Monday, November 25, 2013

Toronto's Built Heritage

I had a discussion last night with a friend who is involved in the renovation of Union Station in Toronto. Union Station is a big deal of a building, not because of the architecture but because it was one of Canada's first great train stations - the entry to the City for thousands and thousands of people. It makes appearances in Canadian literature (Michael Ondaatje's In the Skin of a Lion for example). And it is the centre of a large urban set-piece as University and Front Streets form a block long U shape to emphasize its importance.

Architecturally, it is a Canadian attempt at Beaux Arts architecture that only comes off in the Great Hall - a long basilica space with covered by a coffered arch. Still, it has about the highest level of Heritage Protection a building can have.

My friend's firm is specifically handling many of the interior elements throughout the station. Other firms are responsible for different aspects of the project. Because he is working with the interiors, he spends a lot of time negotiating the specifics of how to interpret heritage protection. The exterior is relatively simple - fix it. But the interior is more complex; railway stations linked to public transit don't work the way they did when Union was first built so every issue from signage to ticket booths to furniture to timetables has to be negotiated. In many parts of the building it isn't complicated but in the Great Hall it is.

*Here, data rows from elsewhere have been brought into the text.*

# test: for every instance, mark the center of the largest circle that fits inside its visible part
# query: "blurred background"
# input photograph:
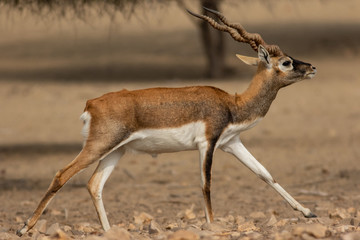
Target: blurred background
(54, 55)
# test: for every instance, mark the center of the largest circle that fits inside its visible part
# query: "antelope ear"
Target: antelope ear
(264, 56)
(248, 60)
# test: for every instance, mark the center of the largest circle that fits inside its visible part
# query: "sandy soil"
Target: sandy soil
(309, 140)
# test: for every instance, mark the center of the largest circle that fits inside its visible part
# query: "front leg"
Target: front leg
(206, 156)
(236, 148)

Heritage protection, according to my friend who gets his info from a specialist they hired in Montreal, is ultimately reduced to one of three states: reproduction, submission, and nothing. So the ticket booths, for example, can be exact replicas of the originals (totally impractical) or they can be removed (even more impractical) or they must be submissive to the heritage portions. This is interpreted as "less interesting".

I was surprised by this. I am a fan of heritage protection generally. I think everyone can agree there is at least one building in the city developers should be prevented from demolishing. Which means everyone is in favour of heritage protection to some degree. We all fall on a hypothetical continuum between preserving one building and preserving every building. That was about as much thought as I had given the subject. The actual working of the protection, what was protected, from whom, and how weren't really questions I asked myself. In the particular case of Union Station I would say packing the Great Hall with laser light displays is a terrible idea but the qualification "submissive" is odd.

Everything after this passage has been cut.